Anthropic used Pokémon to benchmark its latest AI mannequin. Sure, actually.
In a weblog publish printed Monday, Anthropic mentioned that it examined its newest mannequin, Claude 3.7 Sonnet, on the Sport Boy basic Pokémon Pink. The corporate geared up the mannequin with primary reminiscence, display screen pixel enter, and performance calls to press buttons and navigate across the display screen, permitting it to play Pokémon constantly.
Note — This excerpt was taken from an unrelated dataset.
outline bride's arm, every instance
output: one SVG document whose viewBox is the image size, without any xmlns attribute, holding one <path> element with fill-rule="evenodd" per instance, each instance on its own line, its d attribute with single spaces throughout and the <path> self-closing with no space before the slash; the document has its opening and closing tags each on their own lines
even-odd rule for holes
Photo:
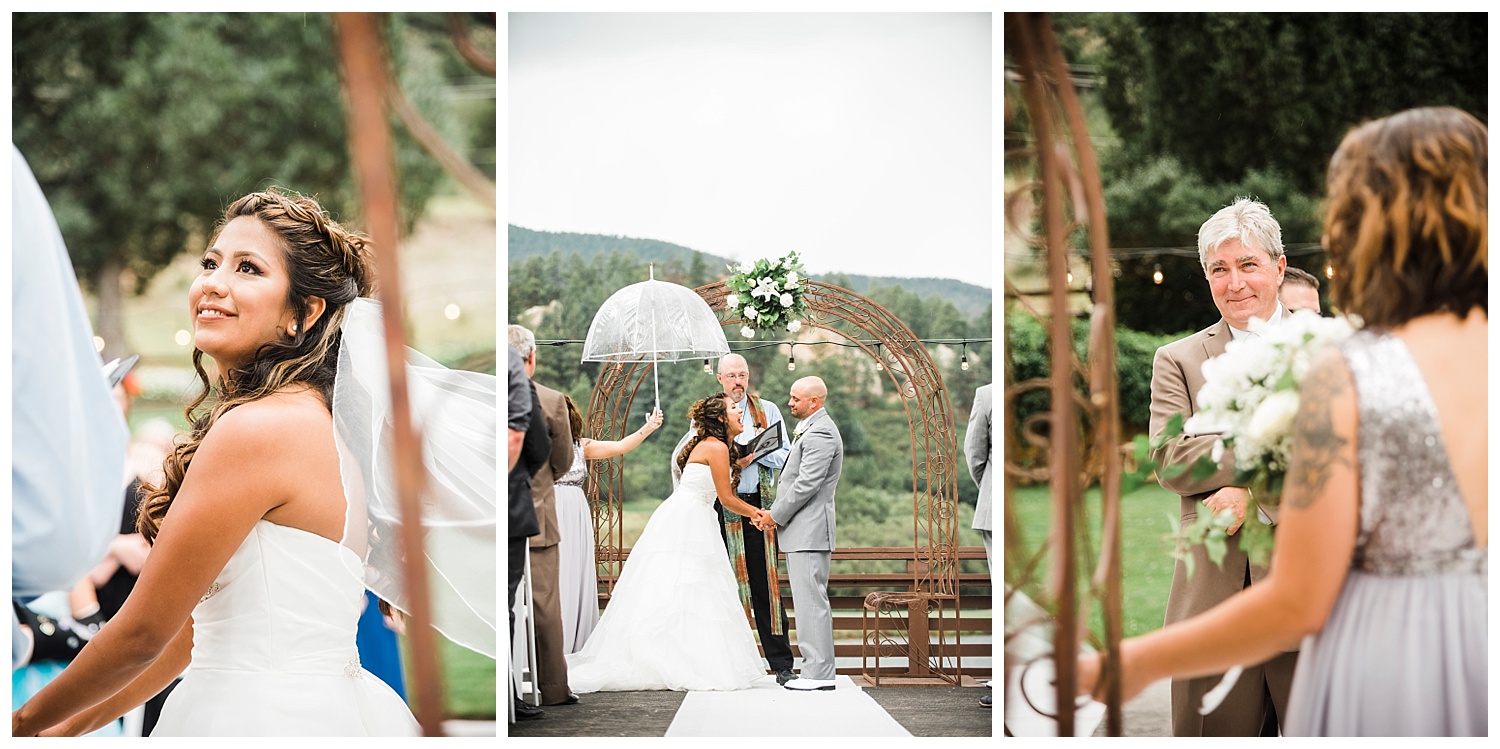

A novel function of Claude 3.7 Sonnet is its potential to interact in “extended thinking.” Like OpenAI’s o3-mini and DeepSeek’s R1, Claude 3.7 Sonnet can “reason” via difficult issues by making use of extra computing — and taking extra time.
That got here in helpful in Pokémon Pink, apparently.
In comparison with a earlier model of Claude, Claude 3.0 Sonnet, which did not go away the home in Pallet City the place the story begins, Claude 3.7 Sonnet efficiently battled three Pokémon gymnasium leaders and gained their badges.
Now, it’s not clear how a lot computing was required for Claude 3.7 Sonnet to succeed in these milestones — and the way lengthy every took. Anthropic solely mentioned that the mannequin carried out 35,000 actions to succeed in the final gymnasium chief, Surge.
It certainly gained’t be lengthy earlier than some enterprising developer finds out.
Pokémon Pink is extra of a toy benchmark than something. Nevertheless, there is a protracted historical past of video games getting used for AI benchmarking functions. Previously few months alone, various new apps and platforms have cropped as much as take a look at fashions’ game-playing skills on titles starting from Road Fighter to Pictionary.